I was playing basketball in the projects, across from our housing track. I saw Dorothy, out of the corner of my eye, towards dusk. She strolled up the pavement out of a desert sunset. She had on a white flowered top, cut off jeans, and pearl sandals, and she walked up with her cousin Dottie. Dorothy was a city girl, who had come to visit in the heart of the high desert.
I do not know, if she saw me looking her way, but she and Dottie came and sat on the little brick wall beside the basketball court. I don't know how it happened and it was not a conscious plan. I shot the basketball and I missed. I jumped for the rebound and saved the ball from going out of bounds, tapping it back to a teammate. The momentum carried me to the brick wall, where I ended up sitting next to Dorothy. We both smiled and looked long into eachother's eyes as if we had found a new constellation of stars.
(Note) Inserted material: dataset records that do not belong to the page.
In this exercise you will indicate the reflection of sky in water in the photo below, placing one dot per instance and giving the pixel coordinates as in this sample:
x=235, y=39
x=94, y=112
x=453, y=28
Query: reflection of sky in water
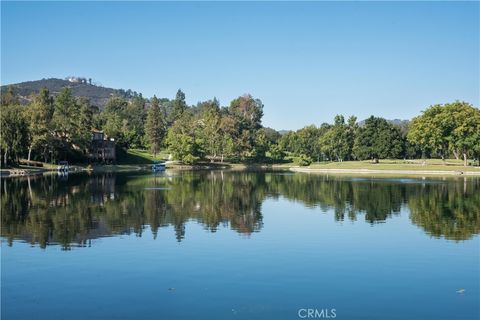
x=240, y=246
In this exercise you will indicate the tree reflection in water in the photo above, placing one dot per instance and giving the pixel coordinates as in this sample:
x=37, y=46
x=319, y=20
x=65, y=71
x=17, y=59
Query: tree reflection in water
x=46, y=210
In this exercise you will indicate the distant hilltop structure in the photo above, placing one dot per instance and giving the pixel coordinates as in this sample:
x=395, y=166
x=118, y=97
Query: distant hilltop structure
x=83, y=80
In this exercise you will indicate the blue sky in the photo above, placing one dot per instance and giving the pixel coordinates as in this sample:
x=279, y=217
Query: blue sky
x=306, y=61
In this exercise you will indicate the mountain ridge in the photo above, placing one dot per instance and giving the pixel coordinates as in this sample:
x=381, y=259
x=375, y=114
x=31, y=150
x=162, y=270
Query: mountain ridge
x=80, y=87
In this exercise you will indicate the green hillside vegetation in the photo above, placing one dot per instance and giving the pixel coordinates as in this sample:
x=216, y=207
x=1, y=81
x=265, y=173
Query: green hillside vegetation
x=97, y=95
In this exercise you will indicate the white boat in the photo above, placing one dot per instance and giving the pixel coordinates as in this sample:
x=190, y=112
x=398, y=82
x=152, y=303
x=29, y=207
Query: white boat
x=63, y=167
x=158, y=166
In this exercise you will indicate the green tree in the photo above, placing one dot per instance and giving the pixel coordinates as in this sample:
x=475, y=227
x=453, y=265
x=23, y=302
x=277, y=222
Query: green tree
x=39, y=115
x=14, y=138
x=155, y=126
x=179, y=105
x=452, y=127
x=8, y=97
x=378, y=139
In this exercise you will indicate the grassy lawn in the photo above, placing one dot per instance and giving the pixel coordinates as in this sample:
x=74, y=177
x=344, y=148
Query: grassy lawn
x=138, y=156
x=398, y=164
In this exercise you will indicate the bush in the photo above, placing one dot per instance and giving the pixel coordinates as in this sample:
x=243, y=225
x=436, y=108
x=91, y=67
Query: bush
x=190, y=159
x=304, y=160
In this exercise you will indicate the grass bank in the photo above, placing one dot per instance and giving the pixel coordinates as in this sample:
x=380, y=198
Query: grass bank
x=393, y=166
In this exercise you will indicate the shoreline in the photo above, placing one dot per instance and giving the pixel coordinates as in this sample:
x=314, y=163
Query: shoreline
x=388, y=171
x=21, y=172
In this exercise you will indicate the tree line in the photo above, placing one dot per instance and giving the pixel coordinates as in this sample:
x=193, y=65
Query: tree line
x=57, y=128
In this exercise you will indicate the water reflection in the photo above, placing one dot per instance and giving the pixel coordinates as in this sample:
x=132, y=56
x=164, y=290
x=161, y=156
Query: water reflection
x=46, y=210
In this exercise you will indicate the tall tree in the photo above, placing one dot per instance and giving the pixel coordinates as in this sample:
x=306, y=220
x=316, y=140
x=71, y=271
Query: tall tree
x=179, y=105
x=8, y=97
x=378, y=139
x=14, y=137
x=154, y=127
x=452, y=127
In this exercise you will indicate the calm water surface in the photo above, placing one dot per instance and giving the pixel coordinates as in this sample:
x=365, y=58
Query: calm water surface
x=225, y=245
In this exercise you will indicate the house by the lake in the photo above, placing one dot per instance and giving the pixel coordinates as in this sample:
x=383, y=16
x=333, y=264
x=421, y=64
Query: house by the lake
x=102, y=148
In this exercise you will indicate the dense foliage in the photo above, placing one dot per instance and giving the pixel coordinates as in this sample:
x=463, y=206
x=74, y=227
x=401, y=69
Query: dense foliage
x=56, y=128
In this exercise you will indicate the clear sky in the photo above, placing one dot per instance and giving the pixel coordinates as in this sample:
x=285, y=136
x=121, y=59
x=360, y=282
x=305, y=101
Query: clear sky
x=306, y=61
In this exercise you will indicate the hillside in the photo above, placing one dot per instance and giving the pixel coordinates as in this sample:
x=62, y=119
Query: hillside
x=97, y=95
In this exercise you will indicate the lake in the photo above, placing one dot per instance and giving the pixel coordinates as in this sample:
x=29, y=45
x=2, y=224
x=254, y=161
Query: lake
x=239, y=245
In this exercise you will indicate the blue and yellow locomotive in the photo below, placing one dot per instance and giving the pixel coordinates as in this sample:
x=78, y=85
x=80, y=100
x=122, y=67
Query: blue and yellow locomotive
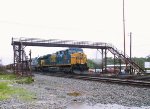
x=72, y=60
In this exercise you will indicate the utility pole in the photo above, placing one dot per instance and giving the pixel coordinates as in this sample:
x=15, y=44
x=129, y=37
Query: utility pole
x=124, y=30
x=130, y=45
x=130, y=50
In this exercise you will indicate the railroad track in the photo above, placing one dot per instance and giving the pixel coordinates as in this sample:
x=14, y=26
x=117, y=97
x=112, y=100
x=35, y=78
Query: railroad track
x=103, y=79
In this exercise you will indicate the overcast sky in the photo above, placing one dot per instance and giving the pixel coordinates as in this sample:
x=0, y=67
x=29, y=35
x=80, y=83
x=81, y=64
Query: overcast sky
x=85, y=20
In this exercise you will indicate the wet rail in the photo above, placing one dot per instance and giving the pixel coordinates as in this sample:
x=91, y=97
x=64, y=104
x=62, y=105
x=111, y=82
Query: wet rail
x=134, y=82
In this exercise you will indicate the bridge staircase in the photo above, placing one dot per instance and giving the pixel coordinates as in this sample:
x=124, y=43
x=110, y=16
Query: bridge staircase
x=125, y=58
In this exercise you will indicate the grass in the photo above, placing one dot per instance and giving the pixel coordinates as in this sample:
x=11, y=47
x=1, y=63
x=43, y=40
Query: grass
x=7, y=90
x=75, y=94
x=7, y=77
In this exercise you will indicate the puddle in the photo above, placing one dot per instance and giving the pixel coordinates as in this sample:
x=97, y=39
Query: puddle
x=79, y=105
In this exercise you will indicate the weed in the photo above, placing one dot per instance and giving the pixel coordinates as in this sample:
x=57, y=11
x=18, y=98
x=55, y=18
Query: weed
x=74, y=94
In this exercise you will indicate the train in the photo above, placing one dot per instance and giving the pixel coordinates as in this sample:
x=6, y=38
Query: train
x=71, y=60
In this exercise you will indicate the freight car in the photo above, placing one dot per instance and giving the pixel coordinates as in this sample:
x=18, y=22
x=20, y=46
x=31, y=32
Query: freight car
x=71, y=60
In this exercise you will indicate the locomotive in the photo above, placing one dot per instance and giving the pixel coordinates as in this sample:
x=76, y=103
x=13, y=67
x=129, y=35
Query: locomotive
x=71, y=60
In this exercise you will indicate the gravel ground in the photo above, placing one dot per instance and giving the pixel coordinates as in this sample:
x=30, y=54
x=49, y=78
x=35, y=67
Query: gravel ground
x=57, y=93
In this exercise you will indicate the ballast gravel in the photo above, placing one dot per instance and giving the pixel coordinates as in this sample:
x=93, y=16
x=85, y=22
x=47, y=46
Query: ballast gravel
x=58, y=92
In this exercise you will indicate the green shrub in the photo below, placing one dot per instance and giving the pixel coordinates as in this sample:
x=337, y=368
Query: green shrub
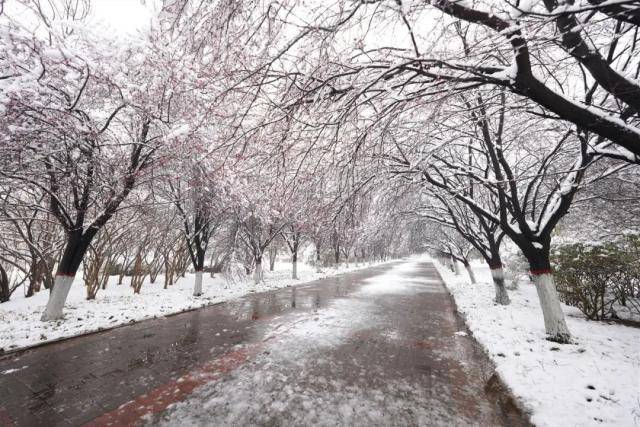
x=594, y=278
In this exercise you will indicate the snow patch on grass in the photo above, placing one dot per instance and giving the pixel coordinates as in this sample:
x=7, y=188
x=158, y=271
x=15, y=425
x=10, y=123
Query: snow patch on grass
x=594, y=381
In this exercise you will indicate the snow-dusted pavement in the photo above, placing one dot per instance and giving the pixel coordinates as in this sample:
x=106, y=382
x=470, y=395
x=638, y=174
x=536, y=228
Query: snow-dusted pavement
x=381, y=346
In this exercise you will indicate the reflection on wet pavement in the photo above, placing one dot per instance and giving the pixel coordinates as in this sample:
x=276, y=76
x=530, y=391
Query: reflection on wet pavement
x=339, y=336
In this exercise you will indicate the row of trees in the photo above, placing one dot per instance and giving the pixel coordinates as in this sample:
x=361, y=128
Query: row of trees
x=297, y=121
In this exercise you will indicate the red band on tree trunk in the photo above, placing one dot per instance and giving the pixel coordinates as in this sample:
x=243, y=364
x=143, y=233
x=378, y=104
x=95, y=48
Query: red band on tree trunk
x=541, y=271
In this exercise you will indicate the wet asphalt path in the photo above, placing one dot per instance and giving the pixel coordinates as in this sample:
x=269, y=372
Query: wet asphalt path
x=373, y=347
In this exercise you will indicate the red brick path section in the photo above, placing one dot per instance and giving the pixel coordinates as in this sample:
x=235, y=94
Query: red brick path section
x=133, y=413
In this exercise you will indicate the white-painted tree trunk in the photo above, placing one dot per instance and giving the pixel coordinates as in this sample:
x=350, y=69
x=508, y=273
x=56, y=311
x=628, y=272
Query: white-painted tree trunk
x=257, y=274
x=472, y=275
x=57, y=298
x=456, y=267
x=554, y=321
x=502, y=297
x=197, y=288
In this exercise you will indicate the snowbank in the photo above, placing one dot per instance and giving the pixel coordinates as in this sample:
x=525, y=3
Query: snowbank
x=20, y=324
x=594, y=381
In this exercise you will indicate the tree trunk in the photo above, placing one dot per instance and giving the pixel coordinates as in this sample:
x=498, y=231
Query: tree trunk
x=273, y=254
x=456, y=266
x=4, y=286
x=318, y=259
x=294, y=261
x=554, y=321
x=197, y=289
x=257, y=273
x=57, y=298
x=69, y=263
x=472, y=276
x=497, y=273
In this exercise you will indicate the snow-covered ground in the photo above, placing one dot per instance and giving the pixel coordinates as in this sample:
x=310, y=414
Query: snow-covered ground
x=594, y=381
x=20, y=324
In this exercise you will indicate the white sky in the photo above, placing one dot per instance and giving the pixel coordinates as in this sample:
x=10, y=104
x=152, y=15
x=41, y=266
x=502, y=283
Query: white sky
x=123, y=16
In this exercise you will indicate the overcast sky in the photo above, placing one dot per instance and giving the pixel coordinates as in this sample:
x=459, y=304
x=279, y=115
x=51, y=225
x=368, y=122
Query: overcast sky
x=124, y=16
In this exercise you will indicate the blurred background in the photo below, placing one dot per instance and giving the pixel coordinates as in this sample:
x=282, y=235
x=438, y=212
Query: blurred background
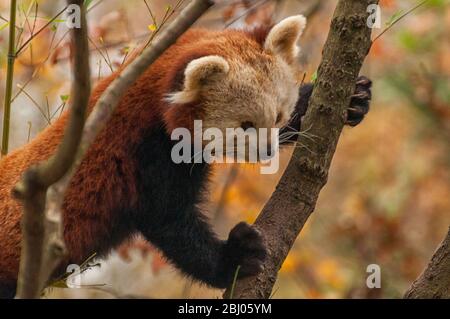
x=387, y=201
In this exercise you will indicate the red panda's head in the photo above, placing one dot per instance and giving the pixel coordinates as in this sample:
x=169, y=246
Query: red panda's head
x=242, y=83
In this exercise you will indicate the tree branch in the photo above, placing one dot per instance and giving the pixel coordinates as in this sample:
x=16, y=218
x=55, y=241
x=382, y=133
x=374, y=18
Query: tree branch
x=32, y=189
x=434, y=282
x=294, y=199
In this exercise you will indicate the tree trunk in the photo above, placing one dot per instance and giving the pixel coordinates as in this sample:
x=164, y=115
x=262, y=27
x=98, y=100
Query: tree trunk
x=294, y=199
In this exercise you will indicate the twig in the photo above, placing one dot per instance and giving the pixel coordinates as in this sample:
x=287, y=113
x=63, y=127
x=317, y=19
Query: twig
x=9, y=78
x=42, y=244
x=399, y=18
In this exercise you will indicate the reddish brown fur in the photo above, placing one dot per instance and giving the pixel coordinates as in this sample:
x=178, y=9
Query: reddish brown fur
x=107, y=169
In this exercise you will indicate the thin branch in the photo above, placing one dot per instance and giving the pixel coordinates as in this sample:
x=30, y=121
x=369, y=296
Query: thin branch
x=42, y=244
x=9, y=79
x=399, y=18
x=32, y=36
x=434, y=282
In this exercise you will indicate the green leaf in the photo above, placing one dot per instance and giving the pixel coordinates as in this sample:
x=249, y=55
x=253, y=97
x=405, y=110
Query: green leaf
x=64, y=98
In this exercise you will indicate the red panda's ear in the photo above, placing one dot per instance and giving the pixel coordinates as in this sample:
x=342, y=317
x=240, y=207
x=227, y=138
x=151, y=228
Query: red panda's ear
x=282, y=39
x=198, y=72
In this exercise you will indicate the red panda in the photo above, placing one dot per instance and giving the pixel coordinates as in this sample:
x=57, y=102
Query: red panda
x=127, y=183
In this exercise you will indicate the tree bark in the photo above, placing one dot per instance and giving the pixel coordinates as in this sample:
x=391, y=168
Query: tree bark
x=294, y=199
x=434, y=282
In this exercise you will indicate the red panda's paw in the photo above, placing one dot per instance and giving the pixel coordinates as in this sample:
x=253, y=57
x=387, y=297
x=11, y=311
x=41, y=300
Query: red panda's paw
x=245, y=248
x=360, y=102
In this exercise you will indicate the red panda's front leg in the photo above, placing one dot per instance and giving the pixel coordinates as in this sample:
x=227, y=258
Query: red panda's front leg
x=168, y=215
x=192, y=246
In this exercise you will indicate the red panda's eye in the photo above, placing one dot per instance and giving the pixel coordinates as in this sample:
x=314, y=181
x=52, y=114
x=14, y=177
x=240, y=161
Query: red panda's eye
x=246, y=125
x=279, y=117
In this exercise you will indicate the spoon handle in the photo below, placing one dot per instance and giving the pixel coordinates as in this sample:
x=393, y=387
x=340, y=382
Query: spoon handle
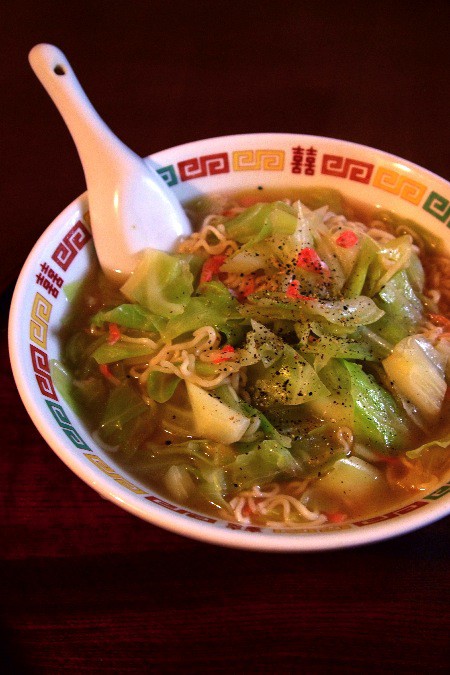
x=95, y=142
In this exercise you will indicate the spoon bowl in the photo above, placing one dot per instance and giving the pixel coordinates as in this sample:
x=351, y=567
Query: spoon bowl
x=131, y=208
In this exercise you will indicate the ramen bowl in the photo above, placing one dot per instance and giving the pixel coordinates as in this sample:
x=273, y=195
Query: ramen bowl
x=65, y=253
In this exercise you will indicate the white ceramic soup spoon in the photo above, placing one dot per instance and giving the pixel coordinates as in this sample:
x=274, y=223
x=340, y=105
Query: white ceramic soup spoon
x=131, y=207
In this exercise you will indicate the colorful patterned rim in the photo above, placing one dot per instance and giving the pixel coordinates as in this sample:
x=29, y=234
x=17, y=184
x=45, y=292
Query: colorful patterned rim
x=42, y=291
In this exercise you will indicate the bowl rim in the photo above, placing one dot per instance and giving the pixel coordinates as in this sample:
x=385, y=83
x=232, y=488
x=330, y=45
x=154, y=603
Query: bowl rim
x=267, y=540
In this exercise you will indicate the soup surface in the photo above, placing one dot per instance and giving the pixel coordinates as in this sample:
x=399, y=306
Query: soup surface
x=286, y=365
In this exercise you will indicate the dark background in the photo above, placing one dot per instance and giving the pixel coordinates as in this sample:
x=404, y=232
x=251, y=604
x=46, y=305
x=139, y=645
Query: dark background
x=84, y=586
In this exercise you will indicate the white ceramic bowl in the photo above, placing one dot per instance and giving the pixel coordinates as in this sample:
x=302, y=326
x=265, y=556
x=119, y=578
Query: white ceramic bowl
x=65, y=252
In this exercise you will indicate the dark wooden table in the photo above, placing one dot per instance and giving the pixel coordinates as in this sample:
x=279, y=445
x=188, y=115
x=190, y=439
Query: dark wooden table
x=84, y=586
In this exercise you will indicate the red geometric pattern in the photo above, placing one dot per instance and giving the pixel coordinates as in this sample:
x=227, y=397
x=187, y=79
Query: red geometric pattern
x=77, y=237
x=207, y=165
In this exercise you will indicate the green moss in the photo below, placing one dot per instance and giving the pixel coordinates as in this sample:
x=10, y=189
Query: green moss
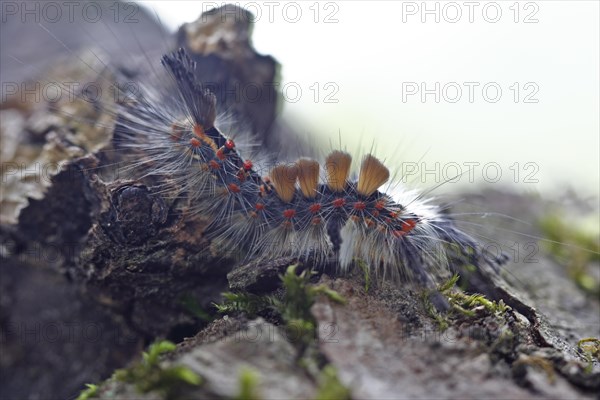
x=248, y=382
x=462, y=305
x=575, y=247
x=90, y=392
x=294, y=308
x=330, y=386
x=148, y=375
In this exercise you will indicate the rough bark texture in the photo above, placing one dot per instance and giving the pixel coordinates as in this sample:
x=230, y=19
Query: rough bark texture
x=95, y=268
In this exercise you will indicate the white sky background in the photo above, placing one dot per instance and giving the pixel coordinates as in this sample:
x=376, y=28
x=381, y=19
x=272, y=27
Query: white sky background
x=374, y=58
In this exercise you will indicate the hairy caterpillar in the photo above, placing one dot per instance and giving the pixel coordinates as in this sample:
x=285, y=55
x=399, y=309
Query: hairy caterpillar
x=175, y=135
x=290, y=212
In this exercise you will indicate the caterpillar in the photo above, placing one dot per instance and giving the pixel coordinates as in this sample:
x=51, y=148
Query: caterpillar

Dorothy was a city girl with oval face and long dark slightly curly hair that touched her shoulders. She had smooth light caramel skin, full lips like daffodils, and black bumble bee eyes. She had a very thin waist which highlighted her robust athletic body, even her toes and feet fit the shape of her temple. I don't know who spoke first, but I think I said hi, as I ended up beside her looking into a smile and eyes that made me think of desert sunsets in summer and orange sherbet icecream.
Dorothy's cousin Dottie introduced us. We hit it off like long lost lovers, where every move, every word, every gesture and every breath were like they meant to be there like the seasons, like the sun and moon, like wild flowers in spring.
We left the basketball game and her cousin and walked into the sunset. I heard distant voices say, aren't you going to finish the game.
We strolled to my house where I introduced Dorothy to my family and asked her did she want to go for a ride. I drove her back to her cousin’s house where we sat in the car and talked the rest of the day. She told me all about the city she was from and how to get there from the desert. We kissed and hugged. We were already in love.
When Dorothy went back to the city, she left me directions and that weekend I drove my brother's car one hundred and forty miles to see her, and each weekend after that I made the same trip. Dorothy's family, her mom and two brothers instantly accepted me too, like my family did her. Her little brother Kirk caught us making out one day on the couch in the living room and asked when are you two getting married. Everyone thought we would spend our lives together. Dorothy had planned to attend college and I the Marines. But, life plotted different paths for us both.
Dorothy has come to visit me each Saturday since I've been in jail, and have written me letters every day. I call her when I can. Sometimes her mom, or a brother jumps on the phone and says hello and reminds me how much they love and believe in me. Dorothy is smart and can be whatever she wants.
Still looking out of the barred window and it's raining and so is my heart. I miss the rain how it trickles down the face into the lips. The way it feels like little fingers on my forehead.
I can see Dorothy coming around the corner, umbrella above her head. She is coming to visit. She said she would wait forever for me to come home from this life sentence.
The visit is over and tomorrow early morning I'll be bused away from here to the other side of the state, it might as well be the other side of the moon.
I can see Dorothy walking back up the street past the palm trees, to the next city bus stop. She turned the corner. Good bye Dorothy!